O mafaldismo contemporâneo
Não me entendam mal.Esta série não está aqui para falar mal da queridíssima (sem ironia) Mafalda. Mas ela serve de mote para debatermos um poquinho mais sobre o riso e a comédia nas artes. Como já vimos comentando, rir era bom, mas com a dominação religiosa, rir tornou-se feio, demoníaco. É fato que após a Idade Média o mundo tem se aberto à diversidade de credos, mas o conservadorismo que se pregava parece não ter desaparecido. Ora, a questão aqui não é uma pregação política, não quero que você que acompanha essa série saia da direita para esquerda ou vice-versa. Apenas que repare como o maniqueismo e os extremismos parecem encobrir o bom senso quanto ao humor.

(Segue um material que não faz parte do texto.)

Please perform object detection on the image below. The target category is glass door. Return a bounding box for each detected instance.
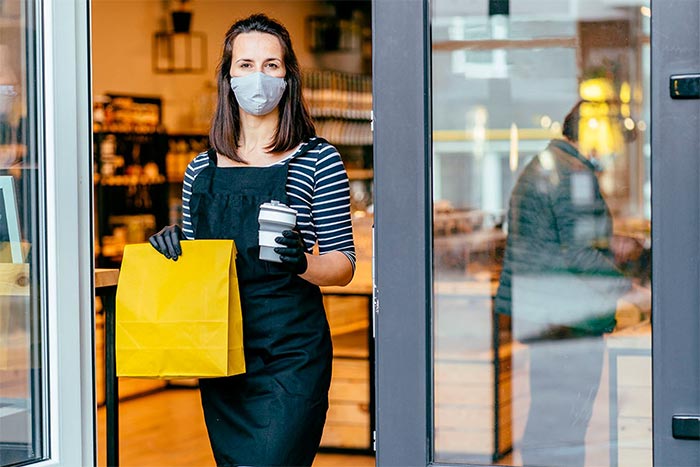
[0,0,95,467]
[374,0,700,466]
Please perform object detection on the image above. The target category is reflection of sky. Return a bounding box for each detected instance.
[432,48,578,130]
[431,0,649,33]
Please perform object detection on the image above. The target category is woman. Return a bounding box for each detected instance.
[149,14,355,466]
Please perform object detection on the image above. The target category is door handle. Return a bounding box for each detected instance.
[672,415,700,440]
[670,73,700,99]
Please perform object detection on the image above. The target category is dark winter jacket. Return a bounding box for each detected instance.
[495,140,628,340]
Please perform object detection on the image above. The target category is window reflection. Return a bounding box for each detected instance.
[0,0,46,466]
[431,0,652,466]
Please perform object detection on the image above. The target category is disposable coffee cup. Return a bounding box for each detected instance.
[258,200,297,263]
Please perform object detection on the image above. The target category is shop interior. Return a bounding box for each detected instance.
[92,0,374,466]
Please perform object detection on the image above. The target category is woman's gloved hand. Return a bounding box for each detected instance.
[275,230,308,274]
[148,225,185,261]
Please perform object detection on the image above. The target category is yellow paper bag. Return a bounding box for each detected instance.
[116,240,245,378]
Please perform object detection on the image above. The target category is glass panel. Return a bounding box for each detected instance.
[0,0,47,466]
[431,0,652,466]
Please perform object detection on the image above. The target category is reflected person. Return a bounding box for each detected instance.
[495,102,629,466]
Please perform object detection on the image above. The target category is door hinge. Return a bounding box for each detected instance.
[372,286,379,339]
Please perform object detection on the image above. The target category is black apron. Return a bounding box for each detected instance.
[190,140,333,467]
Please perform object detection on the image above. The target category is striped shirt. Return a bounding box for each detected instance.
[182,138,355,270]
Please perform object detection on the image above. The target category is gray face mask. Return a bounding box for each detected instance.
[231,71,287,116]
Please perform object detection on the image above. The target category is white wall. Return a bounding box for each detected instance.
[92,0,325,132]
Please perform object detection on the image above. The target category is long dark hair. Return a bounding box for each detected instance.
[209,13,316,162]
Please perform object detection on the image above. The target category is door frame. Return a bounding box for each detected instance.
[37,0,97,466]
[651,0,700,466]
[372,0,432,467]
[372,0,700,467]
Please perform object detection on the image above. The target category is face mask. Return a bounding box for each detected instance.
[231,71,287,116]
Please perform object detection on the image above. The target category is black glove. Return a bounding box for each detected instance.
[275,230,309,274]
[148,225,185,261]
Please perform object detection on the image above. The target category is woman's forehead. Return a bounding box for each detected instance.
[232,31,284,59]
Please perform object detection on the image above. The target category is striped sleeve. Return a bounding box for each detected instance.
[311,144,355,270]
[182,152,209,240]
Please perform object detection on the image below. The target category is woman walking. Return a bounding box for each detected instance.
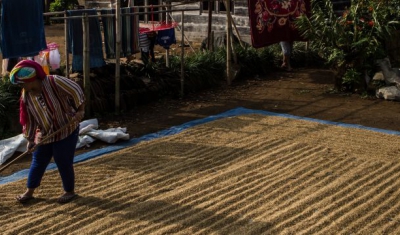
[10,60,85,203]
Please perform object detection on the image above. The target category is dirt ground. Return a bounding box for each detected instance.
[0,23,400,235]
[1,25,400,175]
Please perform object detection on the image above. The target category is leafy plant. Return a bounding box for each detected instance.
[296,0,399,92]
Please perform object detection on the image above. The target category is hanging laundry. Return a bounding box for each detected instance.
[248,0,311,48]
[67,9,106,71]
[1,0,46,58]
[47,42,61,70]
[156,28,176,49]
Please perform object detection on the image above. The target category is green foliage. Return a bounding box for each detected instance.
[296,0,399,91]
[342,68,361,90]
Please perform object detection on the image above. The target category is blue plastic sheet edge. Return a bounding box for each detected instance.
[0,107,400,185]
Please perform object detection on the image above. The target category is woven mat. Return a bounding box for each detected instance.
[0,114,400,234]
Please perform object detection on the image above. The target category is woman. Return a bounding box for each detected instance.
[10,60,85,203]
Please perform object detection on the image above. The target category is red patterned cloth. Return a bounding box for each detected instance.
[248,0,311,48]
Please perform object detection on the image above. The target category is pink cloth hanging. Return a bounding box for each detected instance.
[248,0,311,48]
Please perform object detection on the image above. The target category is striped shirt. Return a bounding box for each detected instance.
[21,75,85,144]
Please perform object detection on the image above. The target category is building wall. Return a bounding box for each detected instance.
[172,0,351,43]
[172,0,250,43]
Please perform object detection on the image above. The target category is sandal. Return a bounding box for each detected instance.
[57,193,78,204]
[15,195,35,203]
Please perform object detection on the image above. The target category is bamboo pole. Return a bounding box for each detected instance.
[181,11,185,98]
[207,0,213,51]
[82,13,91,116]
[226,0,232,85]
[64,11,69,78]
[115,1,122,113]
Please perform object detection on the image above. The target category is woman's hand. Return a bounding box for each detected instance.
[74,111,85,122]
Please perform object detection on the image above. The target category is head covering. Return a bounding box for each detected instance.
[10,60,46,84]
[10,60,46,129]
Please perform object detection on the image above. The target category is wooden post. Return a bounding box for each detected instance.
[207,0,213,51]
[82,13,91,116]
[165,2,172,68]
[115,0,122,114]
[64,10,69,78]
[144,0,149,24]
[181,11,185,98]
[226,0,232,85]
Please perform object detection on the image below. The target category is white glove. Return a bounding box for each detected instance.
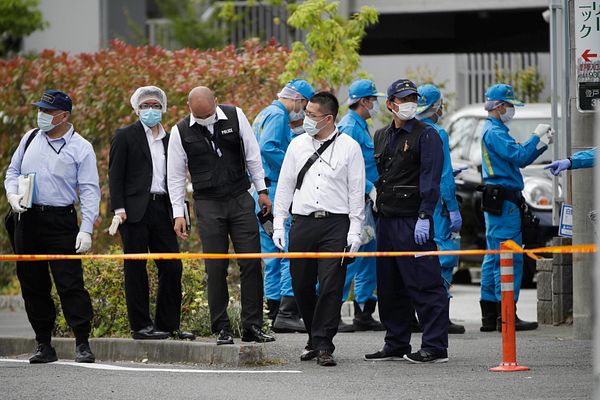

Rimos e, como já discutimos anteriormente, esse riso não será sempre "certinho". O problema parece ser a carga de culpa que o conservadorismo vigente ainda nos impõe, fazendo crer que, caso eu ria de uma piada que não siga os padrões da ética, vá para o inferno ou - como é mais comum nos dias de hoje - vá à júri popular. Aí é que surge o perfil da piada perfeita; e assim é que Mafalda vem sendo canonizada nas redes sociais como exemplo humor inteligente. Uma criança que fala como um adulto idealista é a figura perfeita para confortar o cidadão que sofre com o jornalismo policial, que pega dois trens mais um ônibus para trabalhar e volta morto de cansado pensando em relaxar com algo que não lhe ofenda mais. Particularmente gosto muito da Mafalda e concordo que devamos sempre descansar depois do sofrer do caos cotidiano, mas isso não deveria polarizar a visão que se tem do humor. Muitas piadas não seguem o nosso padrão masculoeterobrancoclassemédia e nem por isso podem ser vistas como ofensivas. Até porque, sendo a piada também uma expressão artística, ela pode muito bem fazer uso do humor negro (ou politicamente incorreto) tanto para satirizar como para denunciar a condição em que vive a vítima daquela piada. Assim, não raro, negros fazem piadas racistas, gays fazem piadas homofóbicas e assim por diante, sem que possam ser vistos como racistas, homofóbicos e assim por diante. Uma piada é uma figura, uma ferramenta, uma arma; como se faz uso dessa piada já são outros quinhentos. O riso é livre, não deve ser demonizado, deve estar sempre na cara do demônio, da Mafalda ou de quem mais aparecer neste mundo.
Continua...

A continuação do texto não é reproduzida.